Vectorized Matrix-Vector multiplication along specified axis of multidimensional array-CodePudding

Suppose I have an array A of size (M,N,D,D) and a vector x of size (M,N,D). I want to produce the array b of size (M,N,D) where b[m,n,:] = np.matmul(A[m,n,:,:],x[m,n,:]). So basically, the D-by-D matrix contained in A[m,n,:] and the vector of size D contained in x[m,n,:] should be multiplied together following standard matrix-vector multiplication. A naive for-loop implementation would be

for m in range(M):
    for n in range(N):
        b[m,n,:] = np.matmul(A[m,n,:],x[m,n,:])

Obviously this is inefficient for large N and M (which is the case for me; N is of the order of 100,000 and M is of the order of 1000). My question is: How to vectorize this loop? I've tried using np.tensordot but I keep getting shape mismatches no matter how I try to structure it, presumably because A has 4 axes whereas x has 3 (Note that for all I know, np.tensordot is the right function to use, I'm just not using it correctly)

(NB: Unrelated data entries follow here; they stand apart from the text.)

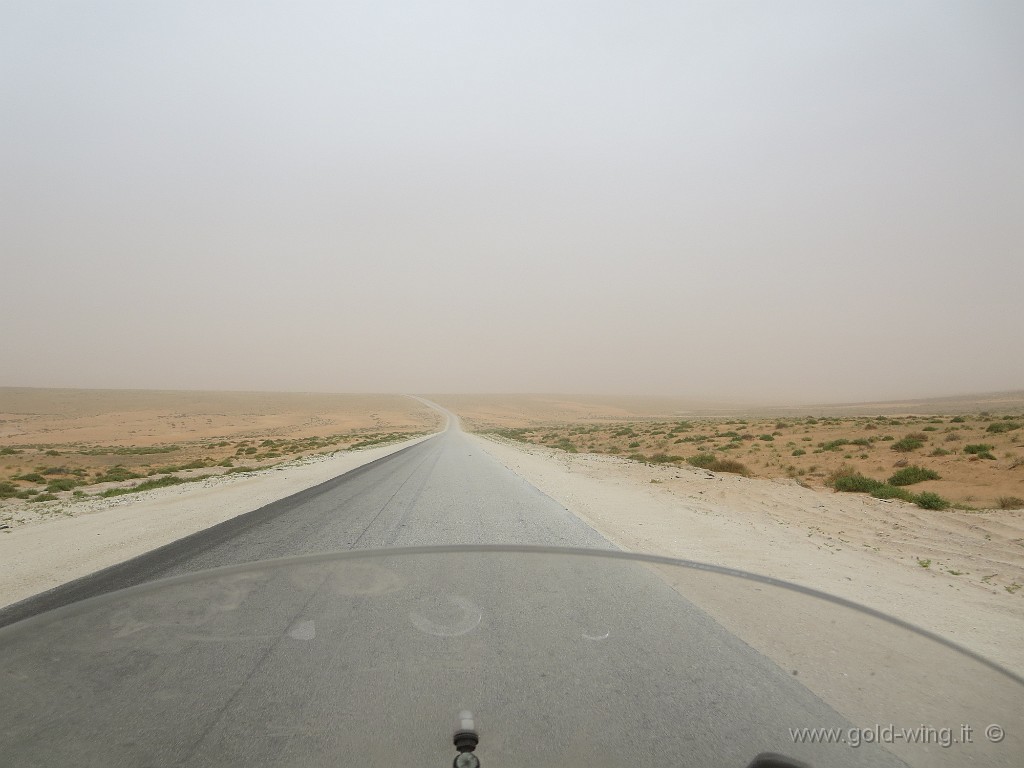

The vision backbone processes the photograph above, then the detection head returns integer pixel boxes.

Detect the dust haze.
[0,0,1024,401]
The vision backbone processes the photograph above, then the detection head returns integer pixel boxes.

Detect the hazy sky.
[0,0,1024,400]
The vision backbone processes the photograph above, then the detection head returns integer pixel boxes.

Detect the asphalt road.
[0,405,913,766]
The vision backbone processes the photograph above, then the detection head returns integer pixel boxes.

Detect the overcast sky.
[0,0,1024,401]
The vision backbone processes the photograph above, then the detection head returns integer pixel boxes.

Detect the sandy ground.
[0,435,429,605]
[473,436,1024,675]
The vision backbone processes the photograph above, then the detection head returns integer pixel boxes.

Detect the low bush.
[985,421,1021,434]
[686,454,751,476]
[964,442,995,461]
[46,477,81,494]
[93,464,142,482]
[102,475,210,497]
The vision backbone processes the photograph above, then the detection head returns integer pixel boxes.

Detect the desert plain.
[0,389,1024,674]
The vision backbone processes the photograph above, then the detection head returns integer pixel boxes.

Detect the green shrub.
[818,437,850,451]
[889,464,939,485]
[889,436,925,454]
[647,454,683,464]
[93,464,142,482]
[686,454,751,476]
[102,475,210,497]
[871,483,914,502]
[913,490,949,509]
[46,477,81,494]
[833,472,885,494]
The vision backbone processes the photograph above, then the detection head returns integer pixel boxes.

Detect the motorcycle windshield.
[0,547,1024,768]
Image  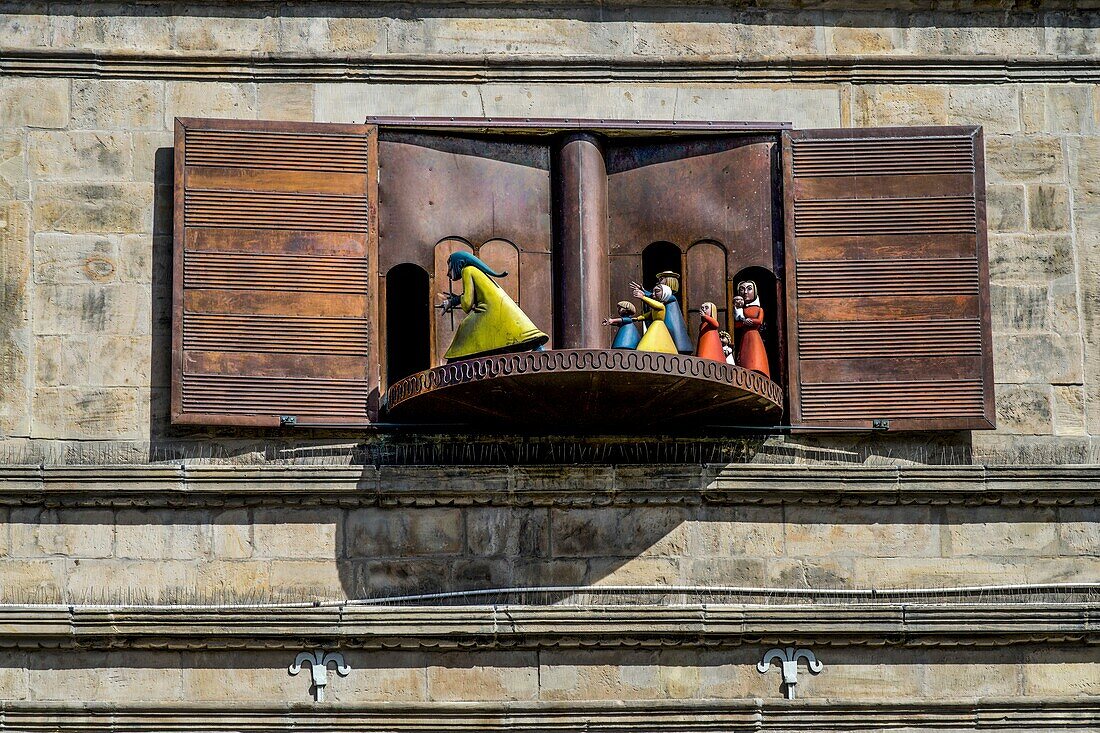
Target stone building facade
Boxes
[0,2,1100,731]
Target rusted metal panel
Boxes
[783,128,994,430]
[553,133,609,349]
[607,135,777,313]
[172,120,377,426]
[378,132,552,376]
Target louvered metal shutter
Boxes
[783,127,994,430]
[172,119,377,426]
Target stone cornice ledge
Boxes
[0,48,1100,84]
[0,464,1100,507]
[0,697,1100,733]
[0,602,1100,649]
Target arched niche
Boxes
[431,237,474,367]
[477,239,524,301]
[680,240,729,330]
[386,262,432,384]
[641,242,684,289]
[729,267,784,382]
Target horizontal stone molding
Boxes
[0,463,1100,507]
[0,588,1100,650]
[0,50,1100,84]
[0,697,1100,733]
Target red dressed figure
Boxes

EDIT Tried using np.einsum, but I don't get the expected result (which should be [5,11]:

CodePudding user response：

This is where np.einsum shines:

np.einsum('mnij,mnj->mni', A,B)

Check with

np.allclose(np.einsum('mnij,mnj->mni', A,x), b)

returns True

CodePudding user response：

The same result can be achieved with broadcasting:

x1 = x.reshape(M,N,d,1)
b1 = np.matmul(A,x1)
b2 = b1.reshape(M,N,d)